What we can learn from Unix

Software DesignProgramming

The Unix Philosophy is a wonderfully cohesive way to thing about program execution and composition. Its beauty relies in its simplicity, somewhat unfortunately this is also tied to the fact that Unix is dealing with software on the operating system level. We're going to explore what the Unix Philosophy is and what it allows us to do when working in a Unix shell. All the while exploring how Unix can guide our attempts to create simpler programs at a higher level of the stack.

What is the Unix Philosophy?

The Unix Philosophy as described by Doug McIlroy - Inventor of the Unix pipe - is the following:

  • Write programs that do one thing and do it well.
  • Write programs that work together.
  • Write programs that handle text streams, because its a universal interface.

The core focus of unix is really simplicity. In part this is possible because unix is focused on the operating system level and is therefore dealing with more simple representations, mainly text. As an operating system unix can make more assumptions in regards to what protocols it can use and therefore exert more control over the content.

What is perhaps more critical is that unix commands focused on manipulating text streams. All traditional unix commands work by taking some text as input from a stream, and responding back with more text. For example if I run ls -l in my blog directory, I'll get back the following:

404.html
CNAME
LICENSE
README.md
_config.yml
_data
_drafts
_ideas
_includes
_layouts
_pages
_posts
_projects
_refs
_sass
_site
atom.xml
css
favicon.ico
public

This is just text. Which means I can count the number of lines in it and know how many folders or files I have here, or I can replace some of the text etc. This means that any command can take the input of any another command or be the output to any other command. This is particularly powerful as any possible composition can be made with these small building blocks. This is the most essential ingredient to making unix as useful as it is.

Benefits when working in the shell

Commands like ls, rm or wc do very simple tasks. For those who aren't familiar ls displays the files in your current directory, rm removes a file at the specified path and wc counts characters, words and lines in a file. For example if you want to know how many files or folders you have in a directory you can run the following at the command prompt:

$ ls | wc -l

Here ls gives you a list of files line by line, and wc -l tells you the number of lines in the output of ls. The key idea here is that you can pipe the output of one program into the output of another. This is what it means to pipe one thing into another.

If I want to do something more elaborate that can be done pretty easily as well. Say I'm doing some writing and I want to know how many unique words I've used in a post.
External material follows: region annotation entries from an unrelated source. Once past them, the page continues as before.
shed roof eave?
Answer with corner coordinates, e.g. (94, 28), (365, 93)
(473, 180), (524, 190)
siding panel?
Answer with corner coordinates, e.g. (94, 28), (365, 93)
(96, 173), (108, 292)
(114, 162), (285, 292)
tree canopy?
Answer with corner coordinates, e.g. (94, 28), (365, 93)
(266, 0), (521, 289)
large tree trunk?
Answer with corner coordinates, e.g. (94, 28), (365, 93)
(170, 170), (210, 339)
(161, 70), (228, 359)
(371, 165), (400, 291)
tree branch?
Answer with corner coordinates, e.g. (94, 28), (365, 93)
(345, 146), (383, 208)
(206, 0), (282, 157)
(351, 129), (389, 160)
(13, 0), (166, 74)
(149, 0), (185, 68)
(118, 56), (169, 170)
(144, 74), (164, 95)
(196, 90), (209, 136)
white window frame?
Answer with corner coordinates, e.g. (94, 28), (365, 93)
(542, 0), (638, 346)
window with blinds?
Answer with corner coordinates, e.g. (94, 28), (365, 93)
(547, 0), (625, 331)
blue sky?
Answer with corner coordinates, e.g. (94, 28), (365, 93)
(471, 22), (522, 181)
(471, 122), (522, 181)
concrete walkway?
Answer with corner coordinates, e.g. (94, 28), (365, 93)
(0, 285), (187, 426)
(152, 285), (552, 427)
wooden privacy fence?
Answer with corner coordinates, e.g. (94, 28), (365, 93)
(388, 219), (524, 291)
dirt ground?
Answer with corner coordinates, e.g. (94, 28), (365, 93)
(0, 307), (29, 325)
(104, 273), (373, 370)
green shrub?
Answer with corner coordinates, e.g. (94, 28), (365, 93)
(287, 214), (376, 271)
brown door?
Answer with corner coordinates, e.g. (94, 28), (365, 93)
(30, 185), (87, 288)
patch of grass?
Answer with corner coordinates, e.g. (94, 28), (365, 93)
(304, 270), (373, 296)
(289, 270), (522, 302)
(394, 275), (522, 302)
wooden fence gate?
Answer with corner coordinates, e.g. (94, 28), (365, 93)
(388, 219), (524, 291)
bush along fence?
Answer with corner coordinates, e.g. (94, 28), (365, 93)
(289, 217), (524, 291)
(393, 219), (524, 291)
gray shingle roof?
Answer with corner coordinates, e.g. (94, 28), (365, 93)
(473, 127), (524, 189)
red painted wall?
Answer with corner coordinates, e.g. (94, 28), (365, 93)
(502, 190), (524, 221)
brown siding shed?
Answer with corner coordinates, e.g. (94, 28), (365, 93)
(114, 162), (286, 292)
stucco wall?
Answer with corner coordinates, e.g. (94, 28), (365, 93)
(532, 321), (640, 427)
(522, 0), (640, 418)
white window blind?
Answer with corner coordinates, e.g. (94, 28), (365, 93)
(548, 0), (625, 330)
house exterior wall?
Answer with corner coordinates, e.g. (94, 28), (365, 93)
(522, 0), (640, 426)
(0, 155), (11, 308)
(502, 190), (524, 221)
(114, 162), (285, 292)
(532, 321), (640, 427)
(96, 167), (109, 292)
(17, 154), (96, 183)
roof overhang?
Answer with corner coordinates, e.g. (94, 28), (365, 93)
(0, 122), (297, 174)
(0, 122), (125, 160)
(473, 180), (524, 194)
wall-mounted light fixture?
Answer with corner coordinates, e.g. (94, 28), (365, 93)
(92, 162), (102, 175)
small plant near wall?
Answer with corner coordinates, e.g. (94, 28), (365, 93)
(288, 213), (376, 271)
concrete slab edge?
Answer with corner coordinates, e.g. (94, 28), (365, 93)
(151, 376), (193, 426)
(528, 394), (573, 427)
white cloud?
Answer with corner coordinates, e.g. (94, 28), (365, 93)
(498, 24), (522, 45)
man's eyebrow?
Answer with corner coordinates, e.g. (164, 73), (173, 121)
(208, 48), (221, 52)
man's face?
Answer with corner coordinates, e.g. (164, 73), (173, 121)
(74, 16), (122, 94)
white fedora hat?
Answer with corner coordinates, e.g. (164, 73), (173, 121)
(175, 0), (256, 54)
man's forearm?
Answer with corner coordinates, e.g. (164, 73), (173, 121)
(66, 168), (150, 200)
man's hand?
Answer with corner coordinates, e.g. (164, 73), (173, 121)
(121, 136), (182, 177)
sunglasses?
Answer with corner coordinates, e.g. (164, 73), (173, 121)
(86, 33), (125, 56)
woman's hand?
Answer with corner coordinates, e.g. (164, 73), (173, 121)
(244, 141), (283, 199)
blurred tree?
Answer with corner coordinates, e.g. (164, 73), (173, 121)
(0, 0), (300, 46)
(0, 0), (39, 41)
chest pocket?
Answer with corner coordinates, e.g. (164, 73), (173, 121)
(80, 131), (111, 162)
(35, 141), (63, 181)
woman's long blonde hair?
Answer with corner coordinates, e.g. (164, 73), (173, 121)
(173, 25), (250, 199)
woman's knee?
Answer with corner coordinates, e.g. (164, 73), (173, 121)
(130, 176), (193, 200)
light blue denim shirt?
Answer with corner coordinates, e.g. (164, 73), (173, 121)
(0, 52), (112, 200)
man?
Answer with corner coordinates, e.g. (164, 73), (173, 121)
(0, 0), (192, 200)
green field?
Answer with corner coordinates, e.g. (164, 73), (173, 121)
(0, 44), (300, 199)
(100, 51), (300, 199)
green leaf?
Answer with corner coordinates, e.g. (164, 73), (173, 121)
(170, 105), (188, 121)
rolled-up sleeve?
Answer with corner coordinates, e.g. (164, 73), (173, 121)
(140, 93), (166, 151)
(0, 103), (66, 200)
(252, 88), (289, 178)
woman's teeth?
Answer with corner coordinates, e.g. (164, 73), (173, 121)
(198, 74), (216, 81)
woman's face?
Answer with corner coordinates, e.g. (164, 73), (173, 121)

$ cat unix.md | tr -cs A-Za-z '\n' | tr A-Z a-z | sort | uniq | wc -l

Another even more complicated example. Say you want to know which words in your post you've used a lot of.

$ cat unix.md | tr -cs A-Za-z '\n' | tr A-Z a-z | sort | uniq -c | sort -rn | sed 10q

This will print out a listing of the 10 most common words and how often they've been used in the file unix.md. There is a bit of arcane knowledge here, but that isn't necessarily bad. The tr command just replaces whats on the left with whats on the write. So tr -cs A-Za-z '\n' is taking anything that is not a letter and replacing it with a new line.

For comparison here is the equivalent Python script:

from collections import Counter
text = ""

with open("unix.md") as f:
    text = f.read()

c = Counter(map((lambda s : s.lower()),
    filter((lambda s : s.isalpha()), text.split(" "))))

for word, num in c.most_common(10):
    print(num, word)

It's worth noting that the python script will not count words that have a comma after them or some other punctuation. It would not count the word wouldn't as it isn't strictly alphabetical. In order to could it you would have to bring regex or the python string translate method into the mix, but it seemed like overkill.

I hope I've shown that using Unix commands can be incredibly useful in the right scenarios. There's also a lot more than what I've covered here, including AWK and grep.

Can we apply these concepts higher up the stack?

If we know that unix principles are useful, and make building systems and programs easier, how can we apply those insights higher up the stack?

If we write smaller functions that focus on a single task the quality of those functions will go up, the overall quality of the library will increase, but the amount of work an individual will have to put in to learn that library will also increase. Furthermore, the library will probably not be as successful as libraries that give all in one magic methods for common tasks.

Unix requires very active users, who are willing to learn and comb through man pages. Developers are of course willing to do this to an extent, but what they really want are magic boxes to solve their problems. Which if we're honest, who can blame them? The issue is that you end up relying on code that you don't understand and therefore can't debug. This obviously isn't a good situation to be in, and is why full stack developers are sought after. Unix forces you to learn, which slows things down, harms adoption rates, but also produces better developers.

Well we know that writing commands or functions that can be composed is useful, and in order to compose them the functions themselves must generally be stateless. That is if you run a command twice with the same parameters you ought to get the same results. This is true for unix commands and that lesson is being applied daily by functional programmers.

One of the areas in which I think we need to spend more time on is a expansion of text streams as the universal interface. I do think that text is incredibly useful, and very close to being a universal interface outside the unix ecosystem. Where text streams fall short, at least where unix is concerned is when you're working with data formats that are highly nested. For example JSON or XML.

As a result most developers spend the vast majority of their time dealing with parsing data streams and working with text. Of course, the lack of support in unix is not the only issue, but if we look at the manner by which unix modeled text streams they contain characters, which compose the entirely of the stream, as well as special delimiter characters, such as \n or \t. As a result common operations focus on working with characters, lines or words, as defined by the special delimiters or whitespace. There are good simple command line tools like jq for working with JSON in the command line which aim to fix this issue. Essentially the issue boils down to mapping between two different representations, which is not a simple task for a machine to do automatically.

There's a lot to be learned for unix, primarily to keep it simple, and keep it focused. The result is software that is easy to understand, and relatively simple to use.